Background: CMS were associated with prognostic relevance in RAS WT mCRC, while their role as predictive biomarker is debatable. We aimed to assess the predictive impact of CMS on treatment with anti-EGFR vs. anti-VEGF antibodies vs. cytotoxic treatment alone in a pooled analysis. Methods: Available CMS data (called by predictedCMS method) of the randomized controlled trials FIRE-1 (FUFIRI vs. mIrOx); FIRE-3 (FOLFIRI+ cetuximab vs. bevacizumab), XELAVIRI (sequential vs. initially combined FOLFIRI+bevacizumab) and PanaMa (FOLFOX+panitumumab followed by FU/FA +/- panitumumab) of RAS WT mCRC were included. Non-evaluable CMS were excluded. Kaplan-Meier estimated overall survival (OS) and progression-free survival (PFS).

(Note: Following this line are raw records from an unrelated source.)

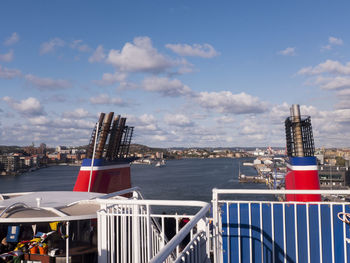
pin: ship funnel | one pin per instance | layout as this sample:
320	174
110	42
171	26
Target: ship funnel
302	164
107	169
299	137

Uni- and multivariate Cox regression analysis (including all baseline characteristics) was used to calculate hazard ratio (HR) and 95% confidence interval (95% CI). Results: 1147 tumors had available CMS data and 746 (65.0%) were RAS wild-type (WT): CMS1, n=89; CMS2, n=346; CMS3, n=71; CMS4, n=240. CMS were significant prognostic biomarkers in terms of PFS (median months, CMS1, 6.7; CMS2, 11.1; CMS3, 8.1; CMS4, 10.0, P<0.001) and OS (median months: CMS1, 14.8; CMS2, 28.7; CMS3, 19.5; CMS4, 26.5; P<0.001). CMS remained significant in a multivariate backward elimination Cox regression analysis including all baseline characteristic variables and BRAF status with regard to PFS (P=0.03) and OS (P=0.04) Interaction of CMS and treatment was significant regarding OS (P<0.001) and PFS (P=0.001). The longest OS was observed using anti-VEGF antibodies in CMS1 and anti-EGFR antibodies in CMS2 or CMS4 RAS WT tumors (Table). Conclusions: CMS were confirmed as prognostic biomarkers and might contain predictive information for the choice of anti-EGFR or anti-VEGF antibodies in RAS WT mCRC. Prospective validation remains mandatory.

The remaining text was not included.